Se rapprocher de cabinets spécialisés en énergie et en environnement est recommandé. Ils vont identifier les options potentielles, calculer les rendements associés à escompter et mesurer les coûts d'installations. "Le plus délicat reste la mise à l'échelle ; l'autoproduction n'étant pas forcément autoconsommée, mais revendue en totalité ou en partie à des tiers ou directement sur le réseau, par le mécanisme des tarifs de rachat par exemple", avertit Bastien Marrast. Le retour sur investissement peut être assez variable puisqu'il va dépendre du taux d'ensoleillement du site et de l'investissement. Côté équipement, "Comptez a minima entre 100 et 120 K euros pour un générateur solaire de 100 Kilowatts-crête (kWc), entre 250 et 300 K euros pour 250 kWc", donne en exemple Sylvain Viellepeau. Sachez que le générateur est disponible en location avec option d'achat, moyennant un contrat établi sur 8 à 15 ans avec EDF ENR notamment. "Dans ce cas, le montage financier permet d'assurer un équilibre positif ; les coûts étant épongés par les économies dégagées", informe Sylvain Viellepeau.
Autre solution à entrevoir, "la possibilité de se connecter sur les réseaux de chaleur ou de froid existants dans les grandes villes autour de sa zone d'exploitation", suggère Valéry Hergott. Le siège de Bouygues Construction exploite ainsi 75 sondes de géothermie placées à 100 mètres de profondeur pour utiliser la température de la terre comme ressource naturelle. Plus rares encore, des grands groupes commencent à investir directement dans des projets d'énergies propres, comme Google qui signait un accord au début de l'année pour acquérir une centrale solaire de dix mégawatts dans la ville de Tainan (Taïwan) ; connectant directement les panneaux solaires à son centre de données installé dans le comté de Chuanghua.
En bref, le spectre de solutions envisageables n'a pas fini de s'étoffer. Il reste fort à parier que les projets d'autoconsommation collective vont se faire plus nombreux dans les prochaines années avec l'amélioration du stockage de l'énergie et la montée des enjeux RSE. Entre autres.
Témoignage : "L'énergie ne doit plus être uniquement traitée sous l'angle de la performance achat"
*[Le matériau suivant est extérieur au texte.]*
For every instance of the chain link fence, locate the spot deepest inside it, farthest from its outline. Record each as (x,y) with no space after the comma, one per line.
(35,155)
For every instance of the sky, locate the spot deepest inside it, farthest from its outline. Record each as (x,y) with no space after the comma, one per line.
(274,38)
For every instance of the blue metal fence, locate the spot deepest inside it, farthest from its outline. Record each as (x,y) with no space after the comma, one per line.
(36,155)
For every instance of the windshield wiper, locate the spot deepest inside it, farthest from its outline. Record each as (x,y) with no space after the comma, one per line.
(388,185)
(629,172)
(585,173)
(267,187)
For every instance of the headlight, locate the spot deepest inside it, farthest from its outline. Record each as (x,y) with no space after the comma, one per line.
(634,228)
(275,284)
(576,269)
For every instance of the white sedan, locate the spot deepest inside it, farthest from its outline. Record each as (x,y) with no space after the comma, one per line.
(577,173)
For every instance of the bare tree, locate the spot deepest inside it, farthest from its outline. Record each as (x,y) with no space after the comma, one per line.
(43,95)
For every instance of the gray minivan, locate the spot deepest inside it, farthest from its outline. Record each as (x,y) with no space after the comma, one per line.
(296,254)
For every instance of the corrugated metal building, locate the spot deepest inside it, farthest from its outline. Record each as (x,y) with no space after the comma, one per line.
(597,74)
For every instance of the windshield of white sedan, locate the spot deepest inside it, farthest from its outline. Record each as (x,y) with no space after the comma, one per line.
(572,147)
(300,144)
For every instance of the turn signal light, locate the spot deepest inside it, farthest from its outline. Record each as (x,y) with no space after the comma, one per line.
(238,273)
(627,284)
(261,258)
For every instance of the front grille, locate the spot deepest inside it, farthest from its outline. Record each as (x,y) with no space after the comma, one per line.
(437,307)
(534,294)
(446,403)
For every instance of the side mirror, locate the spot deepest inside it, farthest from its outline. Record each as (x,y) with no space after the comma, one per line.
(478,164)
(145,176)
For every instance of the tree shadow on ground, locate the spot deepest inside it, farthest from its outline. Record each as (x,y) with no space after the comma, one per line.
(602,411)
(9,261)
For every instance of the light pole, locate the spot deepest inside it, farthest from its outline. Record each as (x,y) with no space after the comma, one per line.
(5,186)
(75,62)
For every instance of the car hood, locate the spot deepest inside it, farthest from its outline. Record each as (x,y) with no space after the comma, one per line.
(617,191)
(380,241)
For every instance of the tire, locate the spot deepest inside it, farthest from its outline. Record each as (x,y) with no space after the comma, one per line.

En 2018, la consommation d'énergie annuelle du groupe SNCF avoisinait les 17 Térawatts-heure (dont neuf en électricité, soit l'équivalent de la production d'un réacteur nucléaire) pour un coût évalué à 1,2 milliard d'euros. "Nous avons pris conscience que l'énergie ne devait plus être uniquement traitée sous l'angle de la performance achat compte tenu de notre consommation et des enjeux environnementaux et sociétaux. Surtout, nous avons une vraie volonté de nous engager dans la lutte pour le climat", énonce Olivier Menuet, directeur énergie du groupe SNCF. En réponse, une politique d'énergie responsable a été mise en place. "D'ici 2025, notre électricité devra être issue à 45 % de l'énergie renouvelable." La consommation électrique est amenée à se verdir, mais aussi à se réduire de 20 % à l'horizon 2025. La solarisation progressive des actifs est une autre des mesures envisagées. "Nous voulons produire notre propre énergie renouvelable avec un objectif prioritaire qui est de l'auto-consommer", ambitionne Olivier Menuet. Une ferme solaire au sol, qui comporte dix-sept hectares de panneaux solaires, a ainsi été mise en activité sur un terrain abandonné de la gare de Surdon (61). Elle génère 7,8 Gigawatts-heure annuels, soit l'équivalent de la consommation électrique (hors chauffage) de 3 150 foyers. Sur Lille, la toiture d'un bâtiment en construction, dédié à la maintenance des trains, a accueilli 9000 m² de panneaux solaires pour un investissement de 1,5 million d'euros. "Le ROI est de 10 ans, voire moins si le prix de l'électricité continue de grimper." Autre tournant pour la SNCF, la signature en juin dernier par SNCF Énergie, dont Olivier Menuet est le président, d'un contrat avec Voltalia. "C'est le premier accord français d'énergie verte qui a été conclu sur 25 ans à prix fixe. Reposant sur 143 mégawatts-crête, soit 4 % de nos besoins électriques ferroviaires, il nous confère un tarif très significativement inférieur au prix du marché." La SNCF prévoit de garantir 25 % de sa consommation via le mécanisme du Power Purchase Agreement (PPA). Sa politique d'énergie verte ne se cantonne pas à l'électricité. D'ici 2021, le biocarburant à 100 % de colza sera employé pour réduire les émissions de CO 2 , des trains hybrides et hydrogènes devraient entrer en circulation dès 2022-2023.
Témoignage : "Notre métier ne consiste pas à faire du trading sur le marché de l'énergie verte"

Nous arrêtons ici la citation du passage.